Un campione che ha fatto la storia, costretto a cedere il passo – sul palcoscenico più importante del globo – a un fenomeno del 2003. Ripetiamolo: 2003. Una partita che è stata un romanzo, forse un passaggio di consegne, di sicuro una cesura fra l’era dei Big Three e una nuova, appena accennata. Annunciata, se preferite, da questo fenomenale ragazzo spagnolo. Così diverso dalla genia degli spilungoni lanciamissili che sembravano doversi impadronire del tennis.
Lontano e pur in qualche modo vicino al fantasma di Rafa Nadal che inevitabilmente aleggiava ieri sul centrale di Wimbledon, nella tesissima e sia pur non sempre splendida finale contro Nole Djokovic. Personaggi straordinari, personalità che bucano lo schermo e la cronaca sportiva, mentre le nostre povere cronache nostrane vengono dominate da Romelu Lukaku.
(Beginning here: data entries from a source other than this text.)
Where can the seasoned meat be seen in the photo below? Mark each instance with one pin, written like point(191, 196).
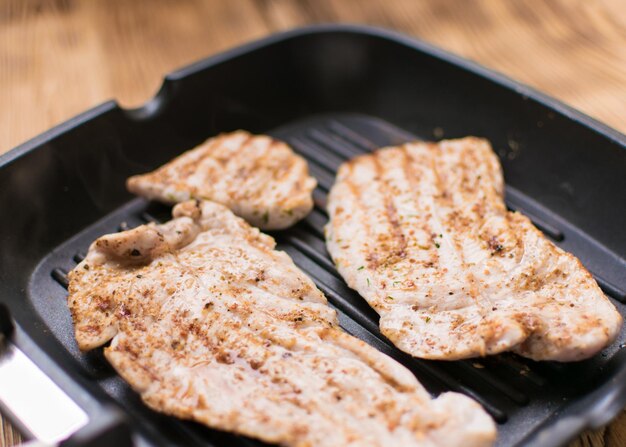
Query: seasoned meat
point(208, 322)
point(421, 231)
point(257, 177)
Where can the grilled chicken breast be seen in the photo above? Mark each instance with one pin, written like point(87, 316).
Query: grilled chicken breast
point(208, 322)
point(421, 231)
point(257, 177)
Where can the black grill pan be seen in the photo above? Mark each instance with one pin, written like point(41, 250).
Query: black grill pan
point(332, 92)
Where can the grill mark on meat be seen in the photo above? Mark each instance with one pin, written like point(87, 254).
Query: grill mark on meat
point(497, 284)
point(393, 243)
point(202, 342)
point(257, 177)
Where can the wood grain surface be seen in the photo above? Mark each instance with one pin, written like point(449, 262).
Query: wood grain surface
point(58, 58)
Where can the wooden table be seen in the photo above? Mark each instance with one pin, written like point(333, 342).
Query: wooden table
point(60, 57)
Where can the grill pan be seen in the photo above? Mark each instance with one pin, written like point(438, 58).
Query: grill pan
point(332, 92)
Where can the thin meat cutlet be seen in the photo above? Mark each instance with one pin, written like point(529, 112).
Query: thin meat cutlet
point(257, 177)
point(209, 322)
point(421, 231)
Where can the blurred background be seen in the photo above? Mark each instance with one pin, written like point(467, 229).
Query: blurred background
point(61, 57)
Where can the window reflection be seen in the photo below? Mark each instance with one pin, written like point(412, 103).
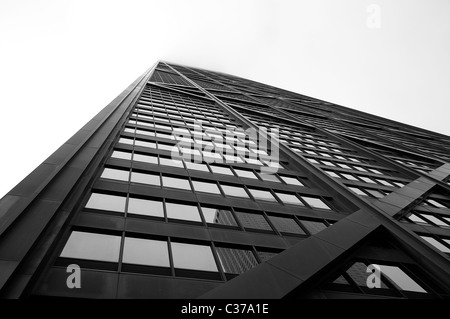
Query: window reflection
point(262, 195)
point(253, 221)
point(176, 182)
point(290, 199)
point(234, 191)
point(116, 174)
point(206, 187)
point(106, 202)
point(315, 202)
point(218, 216)
point(90, 246)
point(184, 212)
point(286, 225)
point(145, 178)
point(313, 227)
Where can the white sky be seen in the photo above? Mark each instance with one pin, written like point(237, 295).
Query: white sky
point(62, 61)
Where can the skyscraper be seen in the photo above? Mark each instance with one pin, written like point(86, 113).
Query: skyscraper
point(199, 184)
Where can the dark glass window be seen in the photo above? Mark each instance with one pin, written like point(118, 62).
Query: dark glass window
point(181, 211)
point(146, 252)
point(106, 202)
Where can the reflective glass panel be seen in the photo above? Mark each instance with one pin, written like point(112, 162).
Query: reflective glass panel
point(184, 212)
point(189, 256)
point(218, 216)
point(106, 202)
point(91, 246)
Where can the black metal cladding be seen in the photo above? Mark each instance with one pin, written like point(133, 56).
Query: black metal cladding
point(351, 189)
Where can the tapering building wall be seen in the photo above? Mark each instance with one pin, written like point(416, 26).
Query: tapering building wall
point(198, 184)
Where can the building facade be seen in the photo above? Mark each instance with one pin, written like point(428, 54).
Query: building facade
point(198, 184)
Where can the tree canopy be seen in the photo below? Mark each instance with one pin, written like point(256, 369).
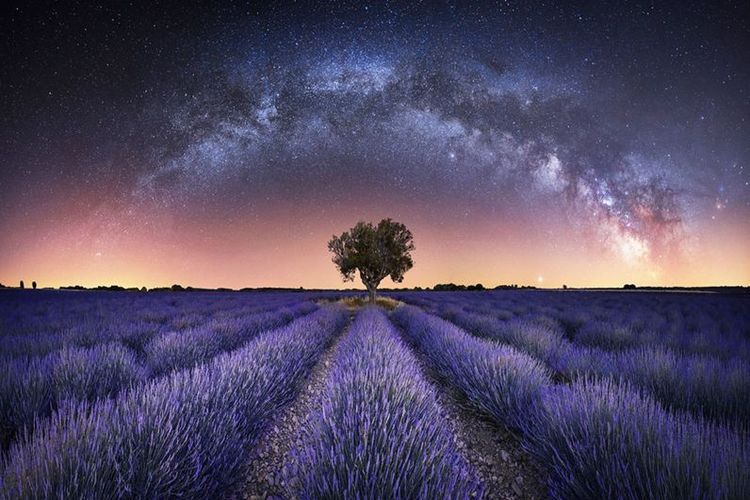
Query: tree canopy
point(375, 251)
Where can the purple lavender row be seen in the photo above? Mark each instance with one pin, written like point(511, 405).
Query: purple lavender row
point(185, 435)
point(31, 389)
point(598, 439)
point(85, 319)
point(704, 385)
point(498, 379)
point(716, 325)
point(379, 432)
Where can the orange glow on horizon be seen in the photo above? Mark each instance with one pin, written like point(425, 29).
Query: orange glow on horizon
point(287, 248)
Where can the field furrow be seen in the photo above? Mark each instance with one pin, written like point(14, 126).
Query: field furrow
point(32, 389)
point(379, 432)
point(184, 435)
point(597, 439)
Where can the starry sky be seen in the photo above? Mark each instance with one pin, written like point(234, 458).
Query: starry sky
point(540, 143)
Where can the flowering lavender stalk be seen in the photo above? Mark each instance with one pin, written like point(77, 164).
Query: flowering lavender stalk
point(185, 435)
point(498, 379)
point(603, 439)
point(379, 433)
point(32, 388)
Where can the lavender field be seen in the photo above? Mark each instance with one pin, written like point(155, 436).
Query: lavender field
point(506, 394)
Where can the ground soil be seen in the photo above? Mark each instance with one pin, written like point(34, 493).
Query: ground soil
point(505, 469)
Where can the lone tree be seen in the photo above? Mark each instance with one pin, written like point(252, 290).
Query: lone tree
point(374, 251)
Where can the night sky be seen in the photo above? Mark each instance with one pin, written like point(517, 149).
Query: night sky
point(542, 144)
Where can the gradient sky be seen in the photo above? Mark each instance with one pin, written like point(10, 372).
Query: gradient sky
point(549, 143)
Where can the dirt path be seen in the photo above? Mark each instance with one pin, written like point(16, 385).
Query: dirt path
point(264, 478)
point(505, 469)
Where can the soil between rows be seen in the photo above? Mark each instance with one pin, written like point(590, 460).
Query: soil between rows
point(264, 476)
point(505, 469)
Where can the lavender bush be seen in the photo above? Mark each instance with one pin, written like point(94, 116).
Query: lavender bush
point(606, 440)
point(498, 379)
point(33, 388)
point(379, 433)
point(185, 435)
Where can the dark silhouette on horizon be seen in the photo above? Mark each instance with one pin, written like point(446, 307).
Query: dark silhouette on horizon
point(376, 252)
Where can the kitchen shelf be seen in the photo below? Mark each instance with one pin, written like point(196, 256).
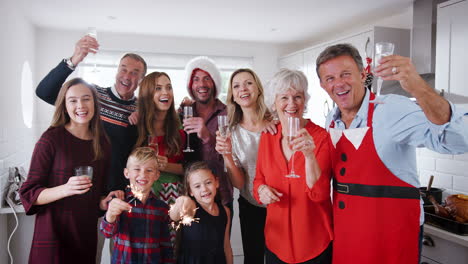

Contrasto stridente e improponibile. Lo sport ai suoi massimi livelli quanto a coinvolgimento emotivo e psicologico, lo spettacolo puro e le baracconate senza futuro del nostro povero pallone.
Un mondo ripiegato su se stesso, dove si preferisce il mancato campione sul viale del tramonto al giovane ancora da costruire. In cui si modellano feticci sul nulla e si conferiscono patenti di mago a chi appena 12 mesi fa era totalmente ignorato, mentre realizzava il capolavoro di una vita con un paio di ragazzi sconosciuti e troppo poco pagati per essere notati dai “maghi” del mercato.
Oggi, quello stesso ottimo professionista viene narrato come un fenomeno e vale più di Zidane, ieri manco sapevano che fosse: questo è il nostro calcio.
Quando riuscirà a riproporre un personaggio in grado almeno di portare la borsa ad Alcaraz o Djokovic, tornate da noi. Per ora ci rifiutiamo di accodarci alla stessa categoria che si è accorta in molti casi (anche giornali che hanno la dicitura “sport” nella testata!) della finale di Wimbledon solo al quinto set, tutti presi a decantare le presunte lodi o miserie di Max Allegri. Roba seria, roba da far tremare i polsi… peccato che la storia si stesse facendo altrove. Cultura sportiva cercasi.